コミーベ博士(声:神山卓三) 母親(声:佐久間あい)
少年(声:不明) 医師(声:仲木隆司)

あらすじ

 ユートランド市沖の埋め立て地にあるトラッシュ発電所。南部は所長のコミーベに、ここの高性能焼却炉を使った木星ロケットの耐熱実験を依頼した。

 その日、健、ジュン、甚平は、病気の父の様子を見に帰省する竜を列車のホームで見送っていた。ジョーは駅に向かう途中に少年をはねてしまい、見送りに間に合わない。

 ギャラクターの新鋭メカ・アングラーがテスト走行中にトラブルを起こし、充電のためにトラッシュ発電所に立ち寄る。そのためにユートランド市全域が停電してしまった。竜の乗った列車は止まり、ジョーが病院へ同行した少年は、手術の中断を余儀なくされる。レストランにいた健達は、長すぎる停電を不審に思い、発電所に向かう。

 忍者隊が来たことに気付いたカッツェは所長に成りすまし、忍者隊を焼却炉へ閉じこめ発電所内に小型原子爆弾を仕掛けた。健達は南部が依頼していたロケットのカプセルに逃げ込み、幸いにも難を逃れる。忍者隊の死を確かめに焼却炉に入ってきたギャラ隊員を倒して脱出し、カッツェを追い詰める健達。

 カッツェは隙をみてアングラーに乗り込み逃げ出すが、甚平が見つけだした小型原子爆弾を、健がブーメランに取り付けてアングラーに投げつける。カッツェがスイッチを入れた途端、爆発するアングラー。

 街に灯が戻る。竜は動き始めた列車の中で父の回復を知り、ジョーは少年の手術の成功に安堵する。

ミニ・ガイド

★竜を見送った後の健、ジュン、甚平。「ねえねえ兄貴よぉ。おいら、ここで別れようか?」「どうした、具合でも悪いのか?」「だって邪魔だろ、おいら」「どうして?」「どうしてってその…、鈍いなぁ、兄貴」「どうだ、久しぶりに豪華なレストランにでも連れてってやろうか、おごるぜ」「えっ、ホントかい?行く行く」。(中略)むくれているジュンを振り返って、健「どうする?そこにいるのか」。甚平を小突くジュン「ん、気の利かない子ね」“健はニブい”という説を裏づける根拠は数々あれど、おそらくこれは最大要因のエピソードでしょう。

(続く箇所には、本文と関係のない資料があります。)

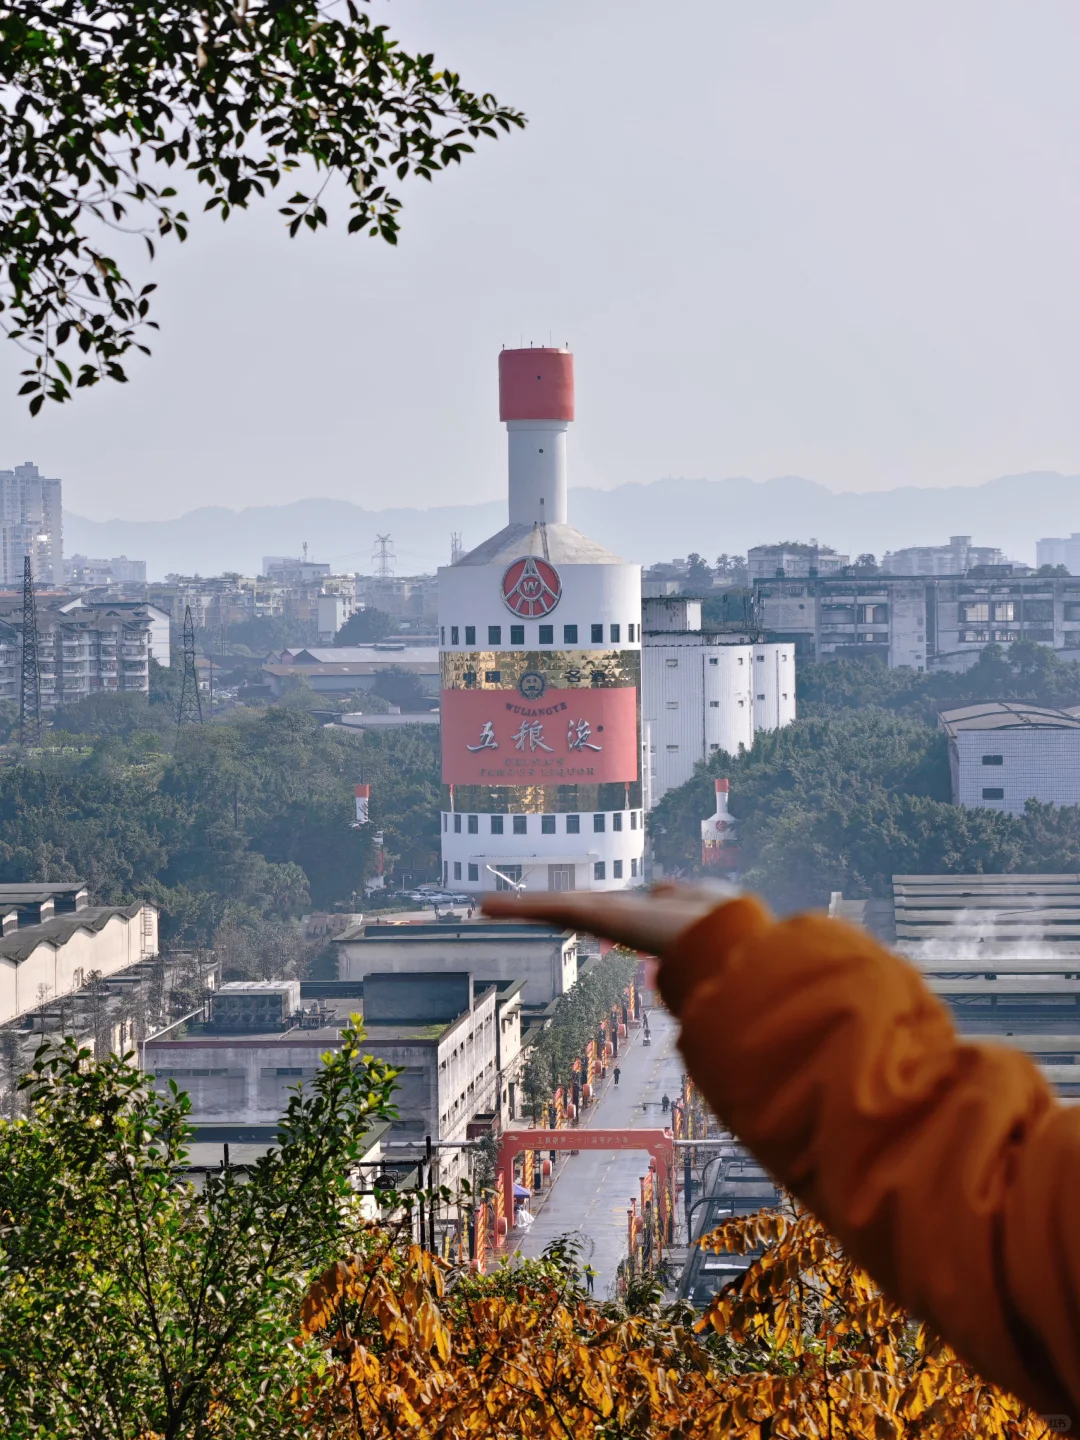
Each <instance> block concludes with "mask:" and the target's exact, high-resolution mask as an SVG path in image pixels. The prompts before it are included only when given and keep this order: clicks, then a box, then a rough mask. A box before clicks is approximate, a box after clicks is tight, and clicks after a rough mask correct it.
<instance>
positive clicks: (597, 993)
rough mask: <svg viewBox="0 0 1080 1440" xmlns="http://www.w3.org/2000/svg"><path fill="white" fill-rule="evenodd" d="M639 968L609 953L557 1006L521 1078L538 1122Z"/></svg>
mask: <svg viewBox="0 0 1080 1440" xmlns="http://www.w3.org/2000/svg"><path fill="white" fill-rule="evenodd" d="M636 968H638V958H636V955H632V953H629V952H628V950H618V949H616V950H609V952H608V953H606V955H605V956H603V959H602V960H599V962H598V963H596V965H593V968H592V969H590V971H589V972H588V973H586V975H582V976H580V979H579V981H577V982H576V984H575V985H572V986H570V989H569V991H566V994H563V995H560V996H559V999H557V1001H556V1002H554V1009H553V1012H552V1018H550V1020H549V1022H547V1024H546V1025H544V1028H543V1030H541V1031H540V1034H539V1035H536V1038H534V1040H533V1043H531V1045H530V1047H528V1054H527V1057H526V1064H524V1070H523V1074H521V1089H523V1092H524V1096H526V1103H527V1104H528V1109H530V1115H531V1117H533V1119H534V1120H536V1119H539V1116H540V1110H541V1107H543V1106H544V1104H546V1103H547V1102H549V1100H550V1099H552V1097H553V1096H554V1092H556V1090H557V1089H559V1086H560V1084H562V1086H569V1084H570V1077H572V1074H573V1063H575V1060H577V1058H579V1057H580V1056H582V1054H583V1053H585V1047H586V1044H588V1043H589V1041H590V1040H593V1038H595V1037H596V1031H598V1027H599V1024H600V1021H602V1020H605V1018H606V1017H608V1015H609V1014H611V1011H612V1007H613V1005H622V1001H624V992H625V989H626V986H628V985H629V982H631V979H632V978H634V973H635V971H636Z"/></svg>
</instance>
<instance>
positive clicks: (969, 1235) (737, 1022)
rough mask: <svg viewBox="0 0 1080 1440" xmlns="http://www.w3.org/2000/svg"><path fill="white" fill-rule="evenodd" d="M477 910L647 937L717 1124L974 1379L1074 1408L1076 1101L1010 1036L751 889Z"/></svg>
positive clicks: (570, 902)
mask: <svg viewBox="0 0 1080 1440" xmlns="http://www.w3.org/2000/svg"><path fill="white" fill-rule="evenodd" d="M484 910H485V912H487V913H488V914H491V916H497V917H500V919H530V920H541V922H544V923H547V924H552V923H553V922H554V923H557V924H559V926H566V927H569V929H575V930H590V932H592V933H593V935H598V936H603V937H605V939H612V940H616V942H621V943H622V945H628V946H631V948H632V949H635V950H645V952H648V953H651V955H655V956H657V958H658V959H660V973H658V988H660V992H661V996H662V999H664V1004H665V1005H667V1008H668V1009H670V1011H671V1014H672V1015H675V1017H677V1018H678V1021H680V1024H681V1035H680V1048H681V1051H683V1056H684V1058H685V1063H687V1070H688V1071H690V1074H691V1076H693V1079H694V1081H696V1083H697V1086H698V1087H700V1090H701V1092H703V1094H704V1096H706V1099H707V1100H708V1103H710V1104H711V1107H713V1110H714V1112H716V1115H719V1116H720V1119H721V1120H723V1122H724V1125H726V1126H729V1128H730V1130H732V1132H733V1133H734V1135H737V1136H739V1138H740V1139H742V1142H743V1143H744V1145H746V1146H747V1149H750V1151H752V1152H753V1153H755V1155H756V1156H757V1159H760V1161H762V1164H763V1165H765V1166H766V1168H768V1169H769V1171H770V1172H772V1174H773V1175H775V1176H776V1178H778V1179H779V1181H780V1182H782V1184H785V1185H786V1187H788V1188H789V1189H791V1192H792V1194H793V1195H795V1197H796V1200H799V1201H801V1202H802V1204H804V1205H806V1207H808V1208H809V1210H812V1211H814V1212H815V1214H816V1215H818V1217H819V1218H821V1220H822V1223H824V1224H825V1225H828V1227H829V1228H831V1230H832V1233H834V1234H835V1236H837V1238H838V1240H840V1241H841V1244H842V1246H844V1248H845V1250H847V1253H848V1254H850V1256H851V1259H852V1260H854V1261H857V1263H858V1264H861V1266H864V1267H865V1269H867V1270H868V1272H870V1274H871V1276H873V1277H874V1279H876V1280H877V1283H878V1284H880V1286H881V1287H883V1289H884V1290H886V1292H887V1293H888V1295H890V1296H891V1297H893V1299H896V1300H899V1302H900V1303H901V1305H904V1306H906V1308H907V1309H909V1310H912V1313H913V1315H917V1316H919V1319H920V1320H923V1322H926V1323H927V1325H929V1326H930V1328H932V1329H933V1331H936V1333H937V1335H940V1336H942V1339H945V1341H948V1342H949V1344H952V1345H955V1346H956V1348H958V1349H959V1351H960V1354H962V1355H963V1356H965V1359H968V1361H969V1362H971V1364H972V1365H973V1367H975V1369H978V1371H979V1372H981V1374H982V1377H984V1380H986V1381H991V1382H994V1384H996V1385H1001V1387H1002V1388H1005V1390H1009V1391H1012V1392H1014V1394H1015V1395H1018V1397H1020V1398H1021V1400H1024V1401H1025V1403H1027V1404H1028V1405H1031V1407H1032V1410H1035V1411H1038V1413H1040V1414H1043V1416H1053V1417H1054V1418H1056V1420H1057V1418H1058V1417H1063V1418H1064V1417H1066V1416H1073V1417H1080V1228H1079V1227H1077V1225H1076V1176H1077V1175H1080V1106H1064V1104H1061V1102H1060V1100H1058V1099H1057V1097H1056V1096H1054V1093H1053V1090H1051V1089H1050V1086H1048V1084H1047V1081H1045V1079H1044V1077H1043V1076H1041V1073H1040V1070H1038V1066H1037V1064H1035V1063H1034V1061H1032V1060H1031V1058H1030V1057H1028V1056H1025V1054H1024V1051H1021V1050H1014V1048H1012V1047H1007V1045H996V1044H979V1043H975V1041H971V1040H968V1038H966V1037H960V1035H958V1034H956V1030H955V1027H953V1022H952V1018H950V1014H949V1009H948V1008H946V1005H943V1004H942V1001H940V999H937V998H936V996H935V995H932V994H930V991H929V988H927V985H926V982H924V979H923V978H922V975H920V973H919V971H917V969H916V968H914V966H913V965H910V963H907V962H906V960H903V959H900V958H899V956H896V955H891V953H890V952H888V950H887V949H884V948H883V946H881V945H878V943H877V940H874V937H873V936H871V935H868V933H867V932H865V930H861V929H857V927H855V926H851V924H845V923H844V922H842V920H832V919H828V917H827V916H821V914H801V916H791V917H788V919H786V920H776V919H775V917H773V916H772V914H770V913H769V910H768V909H766V907H765V906H763V904H762V903H760V901H759V900H756V899H753V897H752V896H739V897H737V899H733V900H732V899H719V897H717V894H716V891H708V890H697V888H693V887H688V886H674V884H664V886H662V887H657V888H655V890H652V891H649V893H648V894H635V893H634V891H619V893H608V894H605V893H589V891H579V893H576V894H575V893H549V894H543V893H537V894H521V896H503V894H498V896H495V894H492V896H491V897H490V899H485V901H484ZM1067 1426H1068V1421H1067V1420H1066V1421H1064V1424H1063V1426H1056V1427H1054V1428H1066V1427H1067Z"/></svg>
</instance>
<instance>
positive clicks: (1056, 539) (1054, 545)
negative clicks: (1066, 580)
mask: <svg viewBox="0 0 1080 1440" xmlns="http://www.w3.org/2000/svg"><path fill="white" fill-rule="evenodd" d="M1044 564H1051V566H1058V564H1060V566H1064V569H1066V570H1068V573H1070V575H1080V531H1077V530H1074V531H1073V533H1071V534H1070V536H1067V537H1066V536H1057V537H1054V536H1051V537H1048V539H1045V540H1035V566H1037V567H1040V569H1041V567H1043V566H1044Z"/></svg>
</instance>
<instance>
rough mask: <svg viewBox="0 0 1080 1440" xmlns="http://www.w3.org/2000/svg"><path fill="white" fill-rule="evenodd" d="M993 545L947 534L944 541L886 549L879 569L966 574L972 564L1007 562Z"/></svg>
mask: <svg viewBox="0 0 1080 1440" xmlns="http://www.w3.org/2000/svg"><path fill="white" fill-rule="evenodd" d="M1009 563H1011V562H1009V560H1007V559H1005V554H1004V553H1002V552H1001V550H998V549H996V547H995V546H985V544H984V546H979V544H972V543H971V536H949V543H948V544H920V546H909V547H907V549H904V550H886V554H884V559H883V560H881V569H883V570H884V572H887V573H888V575H966V572H968V570H972V569H975V566H984V564H1009Z"/></svg>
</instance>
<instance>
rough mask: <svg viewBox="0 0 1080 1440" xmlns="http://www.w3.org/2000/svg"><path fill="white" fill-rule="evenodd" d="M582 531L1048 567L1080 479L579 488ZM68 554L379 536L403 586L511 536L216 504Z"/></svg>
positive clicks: (621, 549)
mask: <svg viewBox="0 0 1080 1440" xmlns="http://www.w3.org/2000/svg"><path fill="white" fill-rule="evenodd" d="M570 521H572V524H575V526H576V527H577V528H579V530H582V531H583V533H585V534H588V536H590V537H592V539H595V540H599V541H600V543H602V544H605V546H608V549H611V550H615V552H616V553H618V554H622V556H624V557H625V559H628V560H638V562H641V563H642V564H652V563H655V562H657V560H670V559H672V557H674V556H685V554H687V553H688V552H691V550H697V552H700V553H701V554H704V556H706V559H708V560H710V562H711V560H714V559H716V556H717V554H720V553H721V552H726V553H729V554H740V553H746V550H747V549H749V547H750V546H753V544H768V543H772V541H776V540H808V539H811V537H815V539H816V540H818V541H821V543H822V544H831V546H834V547H835V549H837V550H842V552H847V553H850V554H851V556H855V554H858V553H863V552H867V550H870V552H873V553H874V554H877V556H878V559H880V557H881V554H884V552H886V550H897V549H900V547H901V546H912V544H943V543H945V541H946V540H948V537H949V536H950V534H969V536H972V539H973V541H975V544H991V546H999V547H1001V549H1002V550H1005V553H1007V554H1008V556H1009V557H1011V559H1014V560H1028V562H1034V559H1035V540H1038V539H1041V537H1044V536H1063V534H1070V533H1071V531H1073V530H1077V531H1080V477H1079V475H1058V474H1056V472H1053V471H1035V472H1032V474H1027V475H1002V477H1001V478H998V480H991V481H988V482H986V484H984V485H949V487H945V488H940V490H932V488H920V487H916V485H904V487H901V488H897V490H883V491H874V492H867V494H857V492H852V491H845V492H835V491H831V490H827V488H825V487H824V485H819V484H818V482H816V481H812V480H802V478H799V477H798V475H786V477H782V478H778V480H765V481H752V480H742V478H733V480H658V481H654V482H652V484H649V485H619V487H616V488H615V490H583V488H579V490H572V491H570ZM63 523H65V534H63V550H65V554H88V556H95V557H96V556H104V557H107V559H111V557H112V556H118V554H127V556H128V557H130V559H134V560H145V562H147V575H150V576H151V577H153V579H161V577H163V576H164V575H167V573H170V572H177V573H181V575H194V573H199V575H220V573H222V572H223V570H239V572H242V573H245V575H255V573H258V570H259V566H261V563H262V557H264V556H265V554H298V553H300V547H301V543H302V541H304V540H307V543H308V554H310V556H311V559H312V560H328V562H330V563H331V564H333V566H334V569H336V570H361V572H370V569H372V550H373V547H374V540H376V536H377V534H389V536H390V537H392V541H393V549H395V552H396V556H397V560H396V564H395V569H396V573H397V575H416V573H420V572H423V570H433V569H435V566H438V564H446V563H448V562H449V547H451V533H452V531H459V533H461V536H462V541H464V544H465V549H467V550H469V549H472V547H474V546H477V544H480V543H481V540H485V539H487V537H488V536H490V534H492V533H494V531H495V530H498V528H500V527H501V526H504V524H505V501H488V503H485V504H478V505H439V507H435V508H432V510H412V508H399V510H364V508H363V507H361V505H353V504H350V503H348V501H346V500H297V501H294V503H292V504H289V505H252V507H249V508H246V510H225V508H219V507H213V505H206V507H203V508H202V510H192V511H189V513H187V514H184V516H180V517H179V518H176V520H141V521H135V520H88V518H85V517H84V516H75V514H65V521H63Z"/></svg>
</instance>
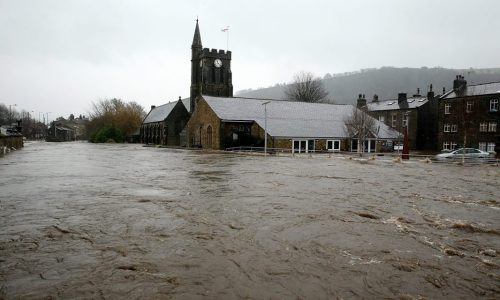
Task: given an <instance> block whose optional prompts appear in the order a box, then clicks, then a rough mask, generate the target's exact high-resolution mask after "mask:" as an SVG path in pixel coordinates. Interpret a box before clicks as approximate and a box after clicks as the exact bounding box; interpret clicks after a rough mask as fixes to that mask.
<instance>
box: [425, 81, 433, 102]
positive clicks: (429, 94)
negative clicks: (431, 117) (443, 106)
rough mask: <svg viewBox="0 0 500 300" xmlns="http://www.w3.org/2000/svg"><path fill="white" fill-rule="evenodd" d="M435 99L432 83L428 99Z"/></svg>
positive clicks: (427, 95)
mask: <svg viewBox="0 0 500 300" xmlns="http://www.w3.org/2000/svg"><path fill="white" fill-rule="evenodd" d="M433 99H434V92H433V91H432V83H431V85H430V86H429V91H428V92H427V100H433Z"/></svg>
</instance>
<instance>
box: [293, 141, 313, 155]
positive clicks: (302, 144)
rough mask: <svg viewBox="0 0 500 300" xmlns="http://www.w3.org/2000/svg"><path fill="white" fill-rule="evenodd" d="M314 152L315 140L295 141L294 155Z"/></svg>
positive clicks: (293, 144)
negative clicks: (302, 153)
mask: <svg viewBox="0 0 500 300" xmlns="http://www.w3.org/2000/svg"><path fill="white" fill-rule="evenodd" d="M309 152H314V140H305V139H294V140H293V148H292V153H309Z"/></svg>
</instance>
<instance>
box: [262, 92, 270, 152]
mask: <svg viewBox="0 0 500 300" xmlns="http://www.w3.org/2000/svg"><path fill="white" fill-rule="evenodd" d="M269 103H271V101H266V102H264V103H262V105H264V156H266V155H267V105H268V104H269Z"/></svg>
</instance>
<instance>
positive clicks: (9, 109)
mask: <svg viewBox="0 0 500 300" xmlns="http://www.w3.org/2000/svg"><path fill="white" fill-rule="evenodd" d="M12 106H17V104H9V126H11V125H12Z"/></svg>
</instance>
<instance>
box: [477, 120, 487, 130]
mask: <svg viewBox="0 0 500 300" xmlns="http://www.w3.org/2000/svg"><path fill="white" fill-rule="evenodd" d="M479 132H488V123H487V122H481V123H479Z"/></svg>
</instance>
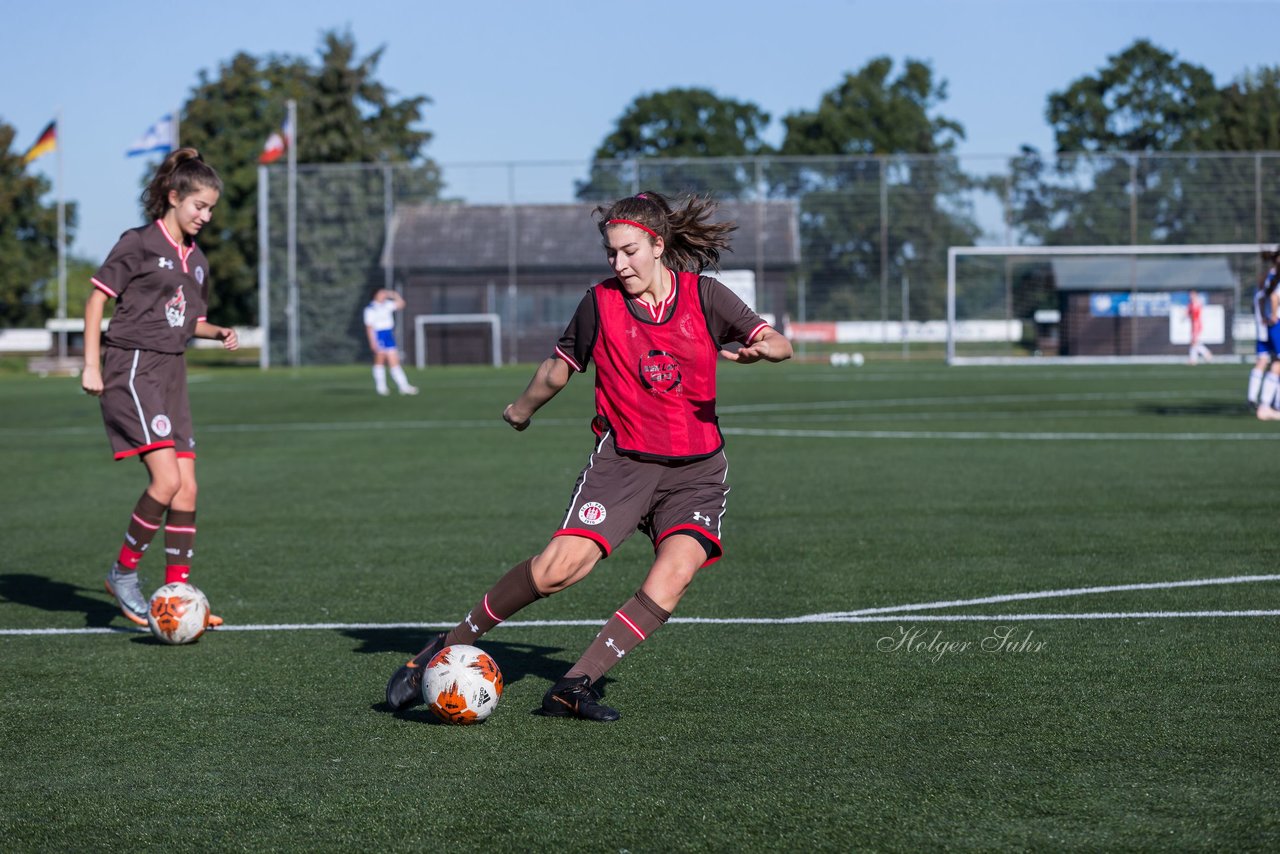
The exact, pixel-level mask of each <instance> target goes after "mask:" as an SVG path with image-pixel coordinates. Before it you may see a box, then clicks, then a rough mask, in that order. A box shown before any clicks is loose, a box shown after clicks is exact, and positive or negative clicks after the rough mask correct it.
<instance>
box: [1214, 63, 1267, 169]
mask: <svg viewBox="0 0 1280 854" xmlns="http://www.w3.org/2000/svg"><path fill="white" fill-rule="evenodd" d="M1219 101H1220V109H1219V111H1217V122H1216V123H1215V124H1213V134H1212V141H1213V149H1215V150H1217V151H1280V68H1260V69H1257V70H1253V72H1245V73H1244V74H1242V76H1240V77H1239V78H1236V79H1235V81H1233V82H1231V83H1229V85H1228V86H1225V87H1222V88H1221V90H1220V91H1219Z"/></svg>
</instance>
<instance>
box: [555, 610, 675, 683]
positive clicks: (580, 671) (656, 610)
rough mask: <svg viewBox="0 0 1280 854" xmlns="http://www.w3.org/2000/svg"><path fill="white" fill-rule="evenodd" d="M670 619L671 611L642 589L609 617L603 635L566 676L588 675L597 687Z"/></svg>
mask: <svg viewBox="0 0 1280 854" xmlns="http://www.w3.org/2000/svg"><path fill="white" fill-rule="evenodd" d="M668 617H671V612H669V611H663V609H662V608H659V607H658V604H657V603H655V602H654V600H653V599H650V598H649V597H646V595H645V594H644V592H643V590H636V594H635V595H634V597H631V598H630V599H627V600H626V602H625V603H623V606H622V607H621V608H618V609H617V611H616V612H614V615H613V616H612V617H609V621H608V622H605V624H604V627H603V629H600V634H598V635H596V636H595V640H593V641H591V645H590V647H588V648H586V652H585V653H582V657H581V658H579V659H577V663H576V665H573V667H571V668H570V671H568V672H567V673H564V677H566V679H568V677H571V676H589V677H590V679H591V682H593V684H594V682H595V681H598V680H599V679H600V677H602V676H604V673H607V672H608V671H609V668H611V667H613V666H614V665H617V663H618V662H620V661H622V657H623V656H626V654H627V653H628V652H631V650H632V649H635V648H636V647H639V645H640V641H641V640H644V639H645V638H648V636H649V635H652V634H653V632H655V631H657V630H658V629H660V627H662V624H664V622H667V618H668Z"/></svg>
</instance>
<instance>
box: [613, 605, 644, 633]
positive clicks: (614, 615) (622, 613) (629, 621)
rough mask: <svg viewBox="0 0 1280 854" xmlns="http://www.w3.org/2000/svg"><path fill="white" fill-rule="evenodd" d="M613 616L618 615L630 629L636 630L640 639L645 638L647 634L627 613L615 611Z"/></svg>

★少年を診察した医師「喉に骨が突き刺さり、呼吸困難な状態です」喉にホネって…(^ ^;)サカナでも食ったんかい。

★カッツェ「これが10個あれば、半世紀昔、初めて誕生した原子爆弾くらいの威力がある」。ということは、ガッチャマンの設定年代は1995年でしょうか。

今回限りのレア・シーン=ブーメランの刃を伸ばして、ナイフのように使用。シャシャシャッと振り回して投げ上げ、両手で受け止めてシャキッと刃をたたむ。と、ギャラ隊員のマスクがバラバラに…。時代劇の殺陣みたいです。

★今回のギャラメカはテスト中のアクシデントでした。本番であっけなくやられるのも情けないが、それ以前にやられてしまったこのメカは、ホントにお気の毒です。

★爆弾のスイッチを手に脅しをかけるカッツェを足でグリグリやりながら「ふん、やってみろよ」と凄んだり、ギャラ隊員の膝にブーメランをザックリと突き立てたり、今回の健はちょっと恐いっす。

★画面は暗いし作画もいまいちだが、忍者隊の普段の様子みたいなものが描かれていて、なかなか好きなお話です。